Development of an Adaptive Workload Management System using Queueing Network-Model Human Processor (QN-MHP)

The chance of vehicle collisions significantly increases when drivers are overloaded with information from in-vehicle systems. Developing adaptive workload management systems (AWMS) to dynamically control the rate of messages from these in-vehicle systems is one of the solutions to this problem. However, existing AWMSs do not use a model of driver cognitive system to estimate workload and only suppress or redirect in-vehicle system messages, without changing their rate based on driver workload. In this work, we propose a prototype of a new adaptive workload management system (QN-MHP AWMS) and it includes: a queueing network model of driver workload (Wu & Liu, In Press) that estimates driver workload in different driving situations, and a message controller that determines the optimal delay times between messages and dynamically controls the rate of messages presented to drivers.

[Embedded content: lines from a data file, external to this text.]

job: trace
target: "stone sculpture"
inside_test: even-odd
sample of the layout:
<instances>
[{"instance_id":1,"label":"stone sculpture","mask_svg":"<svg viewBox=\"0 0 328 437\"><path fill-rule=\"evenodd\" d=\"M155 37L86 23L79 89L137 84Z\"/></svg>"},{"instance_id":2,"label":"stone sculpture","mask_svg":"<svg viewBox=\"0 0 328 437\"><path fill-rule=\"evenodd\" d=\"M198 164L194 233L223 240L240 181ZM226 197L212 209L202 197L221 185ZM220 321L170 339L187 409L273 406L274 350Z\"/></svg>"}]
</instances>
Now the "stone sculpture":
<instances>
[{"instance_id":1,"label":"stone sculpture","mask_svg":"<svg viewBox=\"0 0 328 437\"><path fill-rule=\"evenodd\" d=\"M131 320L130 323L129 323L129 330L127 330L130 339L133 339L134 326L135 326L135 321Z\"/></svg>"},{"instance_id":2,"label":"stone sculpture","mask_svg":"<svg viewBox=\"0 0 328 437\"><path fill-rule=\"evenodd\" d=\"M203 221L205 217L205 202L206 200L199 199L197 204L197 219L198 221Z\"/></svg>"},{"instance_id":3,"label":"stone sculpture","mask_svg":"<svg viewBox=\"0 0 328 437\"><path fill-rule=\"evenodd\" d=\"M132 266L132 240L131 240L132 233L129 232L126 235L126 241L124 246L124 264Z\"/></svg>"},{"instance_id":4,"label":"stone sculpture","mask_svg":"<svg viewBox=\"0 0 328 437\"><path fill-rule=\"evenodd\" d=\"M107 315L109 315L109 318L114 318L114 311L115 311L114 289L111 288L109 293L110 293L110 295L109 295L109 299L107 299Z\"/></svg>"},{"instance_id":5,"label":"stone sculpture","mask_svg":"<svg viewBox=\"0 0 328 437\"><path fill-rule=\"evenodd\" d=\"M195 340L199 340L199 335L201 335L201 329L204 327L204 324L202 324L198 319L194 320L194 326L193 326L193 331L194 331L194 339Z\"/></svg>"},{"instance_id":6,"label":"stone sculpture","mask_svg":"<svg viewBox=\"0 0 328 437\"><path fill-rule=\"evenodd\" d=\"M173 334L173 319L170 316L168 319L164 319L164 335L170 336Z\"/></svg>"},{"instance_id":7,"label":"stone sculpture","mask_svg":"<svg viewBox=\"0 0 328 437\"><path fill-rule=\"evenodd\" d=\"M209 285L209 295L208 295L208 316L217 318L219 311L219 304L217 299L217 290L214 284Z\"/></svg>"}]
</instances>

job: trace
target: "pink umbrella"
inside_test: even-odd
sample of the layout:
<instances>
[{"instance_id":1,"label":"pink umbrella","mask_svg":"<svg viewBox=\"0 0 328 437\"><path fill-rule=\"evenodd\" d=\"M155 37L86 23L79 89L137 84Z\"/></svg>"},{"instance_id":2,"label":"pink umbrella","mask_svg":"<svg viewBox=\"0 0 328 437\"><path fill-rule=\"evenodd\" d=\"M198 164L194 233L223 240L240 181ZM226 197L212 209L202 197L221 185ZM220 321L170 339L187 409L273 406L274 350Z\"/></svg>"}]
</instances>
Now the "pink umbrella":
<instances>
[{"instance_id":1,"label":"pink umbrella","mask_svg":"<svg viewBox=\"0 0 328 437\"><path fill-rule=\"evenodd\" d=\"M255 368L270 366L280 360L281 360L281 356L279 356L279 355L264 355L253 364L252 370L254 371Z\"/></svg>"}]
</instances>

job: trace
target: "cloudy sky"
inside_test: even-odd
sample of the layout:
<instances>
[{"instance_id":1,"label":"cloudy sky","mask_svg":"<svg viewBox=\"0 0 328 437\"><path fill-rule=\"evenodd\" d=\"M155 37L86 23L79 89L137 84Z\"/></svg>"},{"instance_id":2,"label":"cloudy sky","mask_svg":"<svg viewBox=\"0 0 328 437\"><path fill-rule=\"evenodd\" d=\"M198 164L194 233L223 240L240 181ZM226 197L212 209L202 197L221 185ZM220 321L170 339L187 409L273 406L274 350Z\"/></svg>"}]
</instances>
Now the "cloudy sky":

Given the task information of a secondary task, QN-MHP AWMS was able to adapt the rate of messages to driving conditions (speeds and curvatures) and driver characteristics (age). A corresponding experimental study was conducted to validate the potential effectiveness of this system in reducing driver workload and improving driver performance. Further developments of QN-MHP AWMS including its usage in in-vehicle systems design and possible implementation in vehicles are discussed.